Umbilical hernia

In different age periods the umbilical hernia is significantly different from each other, so it was decided to distinguish umbilical hernia in children and umbilical hernia in adults.

Umbilical hernia in children:

Umbilical hernia in children is a consequence of the anterior abdominal wall development defect. All the factors causing the increase of pressure inside abdominal cavity can lead to rupture. Umbilical hernias in children occur rather often, especially among girls, usually in the first months of life.

Signs of an umbilical hernia: in an upright position and straining the child in the area of the navel protrusion appears round or oval bulla, which is usually independently set in a horizontal position at the back. If the hernia ring is broad, the hernia is easy set. In the narrow hernia ring the hernia can be difficulty to repair. This is considered as a partial strangulation. Complete strangulation of hernia does not happen often.
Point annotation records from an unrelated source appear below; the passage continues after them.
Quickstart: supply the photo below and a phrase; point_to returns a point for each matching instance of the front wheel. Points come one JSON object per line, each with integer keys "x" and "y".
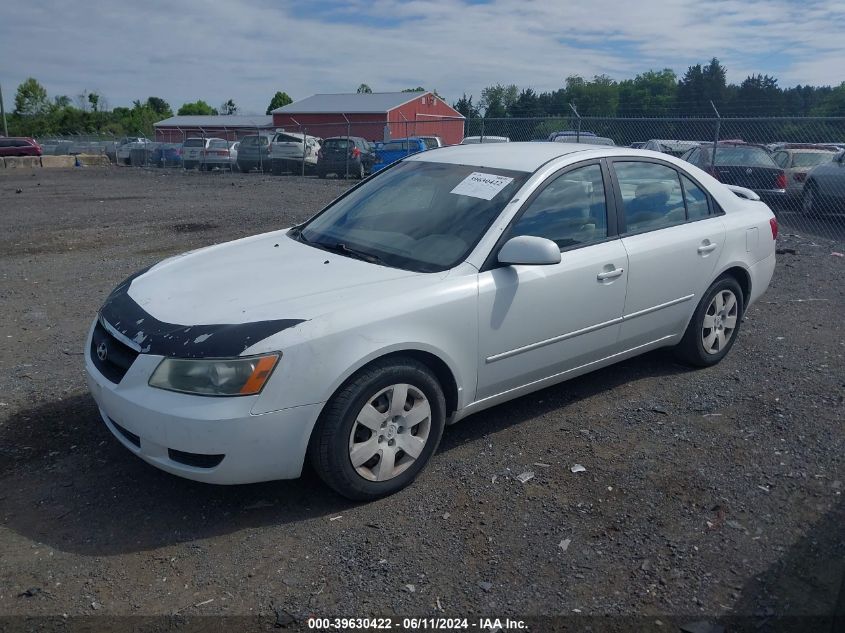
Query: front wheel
{"x": 714, "y": 325}
{"x": 379, "y": 430}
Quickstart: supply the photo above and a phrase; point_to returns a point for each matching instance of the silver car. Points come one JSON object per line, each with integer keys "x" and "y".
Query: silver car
{"x": 797, "y": 160}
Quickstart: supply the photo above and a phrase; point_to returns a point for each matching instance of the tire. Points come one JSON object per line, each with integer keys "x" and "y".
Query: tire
{"x": 809, "y": 200}
{"x": 704, "y": 346}
{"x": 364, "y": 420}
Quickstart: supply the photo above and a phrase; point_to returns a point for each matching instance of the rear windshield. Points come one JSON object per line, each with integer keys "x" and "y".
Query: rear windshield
{"x": 247, "y": 141}
{"x": 750, "y": 156}
{"x": 397, "y": 146}
{"x": 811, "y": 159}
{"x": 336, "y": 143}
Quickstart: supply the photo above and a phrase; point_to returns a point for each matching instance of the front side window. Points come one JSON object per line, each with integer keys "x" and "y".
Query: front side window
{"x": 651, "y": 195}
{"x": 571, "y": 210}
{"x": 420, "y": 216}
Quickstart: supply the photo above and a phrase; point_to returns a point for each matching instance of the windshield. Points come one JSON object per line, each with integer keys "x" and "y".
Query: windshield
{"x": 744, "y": 156}
{"x": 811, "y": 159}
{"x": 336, "y": 143}
{"x": 248, "y": 141}
{"x": 417, "y": 216}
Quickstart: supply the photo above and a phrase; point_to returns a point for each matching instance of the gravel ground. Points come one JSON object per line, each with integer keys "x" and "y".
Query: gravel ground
{"x": 711, "y": 495}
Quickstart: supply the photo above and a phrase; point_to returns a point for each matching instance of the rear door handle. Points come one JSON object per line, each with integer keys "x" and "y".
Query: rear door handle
{"x": 610, "y": 274}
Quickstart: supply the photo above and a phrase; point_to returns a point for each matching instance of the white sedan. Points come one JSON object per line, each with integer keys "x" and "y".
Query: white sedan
{"x": 452, "y": 281}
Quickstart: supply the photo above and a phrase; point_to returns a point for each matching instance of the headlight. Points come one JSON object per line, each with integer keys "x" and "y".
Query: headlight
{"x": 217, "y": 377}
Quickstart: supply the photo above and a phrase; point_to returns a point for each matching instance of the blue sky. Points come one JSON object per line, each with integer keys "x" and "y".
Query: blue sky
{"x": 247, "y": 49}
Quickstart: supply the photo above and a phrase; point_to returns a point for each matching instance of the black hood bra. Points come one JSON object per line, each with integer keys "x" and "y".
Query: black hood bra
{"x": 148, "y": 335}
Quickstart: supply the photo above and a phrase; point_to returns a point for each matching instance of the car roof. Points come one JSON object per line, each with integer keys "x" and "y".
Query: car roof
{"x": 521, "y": 156}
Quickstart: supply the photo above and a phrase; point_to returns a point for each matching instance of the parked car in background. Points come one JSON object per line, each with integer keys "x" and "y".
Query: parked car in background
{"x": 824, "y": 190}
{"x": 287, "y": 152}
{"x": 341, "y": 153}
{"x": 126, "y": 144}
{"x": 743, "y": 164}
{"x": 431, "y": 142}
{"x": 166, "y": 155}
{"x": 397, "y": 149}
{"x": 216, "y": 155}
{"x": 254, "y": 152}
{"x": 458, "y": 279}
{"x": 473, "y": 140}
{"x": 796, "y": 160}
{"x": 671, "y": 147}
{"x": 193, "y": 150}
{"x": 19, "y": 146}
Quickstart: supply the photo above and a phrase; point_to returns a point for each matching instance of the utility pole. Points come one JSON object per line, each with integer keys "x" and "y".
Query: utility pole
{"x": 3, "y": 113}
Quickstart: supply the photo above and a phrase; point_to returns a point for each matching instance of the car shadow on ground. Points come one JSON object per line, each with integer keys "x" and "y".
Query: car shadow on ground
{"x": 68, "y": 483}
{"x": 802, "y": 591}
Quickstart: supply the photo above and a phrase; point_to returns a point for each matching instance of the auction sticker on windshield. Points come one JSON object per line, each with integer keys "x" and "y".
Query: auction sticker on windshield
{"x": 481, "y": 185}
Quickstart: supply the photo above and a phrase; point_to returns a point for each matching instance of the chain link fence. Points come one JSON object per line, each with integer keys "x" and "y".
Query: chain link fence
{"x": 795, "y": 164}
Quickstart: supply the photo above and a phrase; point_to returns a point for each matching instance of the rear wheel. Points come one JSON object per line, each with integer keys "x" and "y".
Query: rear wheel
{"x": 379, "y": 430}
{"x": 714, "y": 325}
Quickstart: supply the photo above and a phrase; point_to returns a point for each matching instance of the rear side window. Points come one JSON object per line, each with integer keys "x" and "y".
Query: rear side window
{"x": 698, "y": 204}
{"x": 571, "y": 210}
{"x": 651, "y": 194}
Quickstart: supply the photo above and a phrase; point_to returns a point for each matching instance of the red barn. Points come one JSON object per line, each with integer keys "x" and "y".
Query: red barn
{"x": 376, "y": 116}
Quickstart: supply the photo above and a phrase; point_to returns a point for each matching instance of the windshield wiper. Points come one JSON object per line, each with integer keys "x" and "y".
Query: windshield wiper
{"x": 343, "y": 249}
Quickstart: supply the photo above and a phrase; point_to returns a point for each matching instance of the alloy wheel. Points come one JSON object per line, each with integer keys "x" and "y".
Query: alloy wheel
{"x": 719, "y": 321}
{"x": 390, "y": 432}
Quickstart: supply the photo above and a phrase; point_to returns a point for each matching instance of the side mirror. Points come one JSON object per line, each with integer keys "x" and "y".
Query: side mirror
{"x": 529, "y": 250}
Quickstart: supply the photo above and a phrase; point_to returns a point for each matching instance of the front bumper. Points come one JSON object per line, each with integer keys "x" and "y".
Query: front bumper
{"x": 214, "y": 440}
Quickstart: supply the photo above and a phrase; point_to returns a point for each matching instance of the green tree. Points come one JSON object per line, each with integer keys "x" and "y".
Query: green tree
{"x": 652, "y": 93}
{"x": 198, "y": 107}
{"x": 464, "y": 106}
{"x": 598, "y": 97}
{"x": 497, "y": 100}
{"x": 159, "y": 106}
{"x": 279, "y": 100}
{"x": 31, "y": 98}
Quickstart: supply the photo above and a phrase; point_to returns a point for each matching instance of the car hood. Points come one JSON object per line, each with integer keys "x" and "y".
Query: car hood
{"x": 217, "y": 301}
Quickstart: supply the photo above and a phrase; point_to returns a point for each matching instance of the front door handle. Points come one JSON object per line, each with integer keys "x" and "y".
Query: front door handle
{"x": 610, "y": 274}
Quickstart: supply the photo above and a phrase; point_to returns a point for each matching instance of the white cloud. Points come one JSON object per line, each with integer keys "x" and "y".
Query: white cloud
{"x": 249, "y": 49}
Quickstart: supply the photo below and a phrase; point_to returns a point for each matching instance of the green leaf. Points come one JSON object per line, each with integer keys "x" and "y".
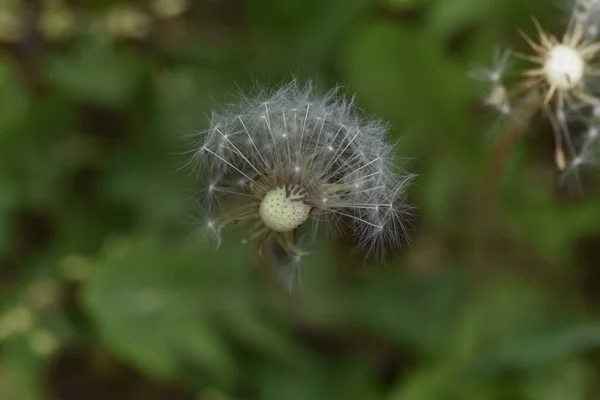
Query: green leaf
{"x": 154, "y": 304}
{"x": 96, "y": 72}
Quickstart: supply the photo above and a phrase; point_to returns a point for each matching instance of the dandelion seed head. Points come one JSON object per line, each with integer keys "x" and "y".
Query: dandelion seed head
{"x": 564, "y": 67}
{"x": 279, "y": 160}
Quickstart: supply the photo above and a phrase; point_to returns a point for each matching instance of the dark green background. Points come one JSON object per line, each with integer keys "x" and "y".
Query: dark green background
{"x": 108, "y": 292}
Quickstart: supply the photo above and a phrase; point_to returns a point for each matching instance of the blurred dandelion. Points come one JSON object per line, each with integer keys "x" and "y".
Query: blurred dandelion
{"x": 276, "y": 161}
{"x": 562, "y": 82}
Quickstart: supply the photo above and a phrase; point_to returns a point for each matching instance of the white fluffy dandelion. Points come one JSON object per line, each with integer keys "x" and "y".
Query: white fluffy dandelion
{"x": 563, "y": 79}
{"x": 276, "y": 162}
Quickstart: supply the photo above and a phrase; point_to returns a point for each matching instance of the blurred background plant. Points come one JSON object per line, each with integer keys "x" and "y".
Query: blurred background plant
{"x": 106, "y": 293}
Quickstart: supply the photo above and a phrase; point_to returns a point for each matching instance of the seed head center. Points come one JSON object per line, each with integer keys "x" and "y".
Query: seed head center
{"x": 282, "y": 213}
{"x": 564, "y": 67}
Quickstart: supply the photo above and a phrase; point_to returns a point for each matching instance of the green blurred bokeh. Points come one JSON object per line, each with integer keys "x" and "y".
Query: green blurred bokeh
{"x": 107, "y": 292}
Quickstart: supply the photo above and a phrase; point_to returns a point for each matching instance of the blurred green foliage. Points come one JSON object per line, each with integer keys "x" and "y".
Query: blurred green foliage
{"x": 108, "y": 293}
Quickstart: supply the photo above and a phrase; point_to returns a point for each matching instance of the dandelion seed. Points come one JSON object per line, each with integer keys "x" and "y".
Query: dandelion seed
{"x": 564, "y": 77}
{"x": 303, "y": 158}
Umbilical hernia in adults:

Umbilical hernia in adults is only 3-5% of all abdominal hernias. They arise mostly in women older than 30 years, since pregnancy and childbirth weakens umbilical ring. Large hernias often have hernia sac to consist of smaller isolated sacs, the contents of which may be the stomach and intestines.

The symptoms of umbilical hernia depends on its size, the size of hernia ring, severity of adhesions and associated obesity. Some hernias can be repaired; other ones cannot be, for example in the case when the hernia sac fuse with surrounding tissues.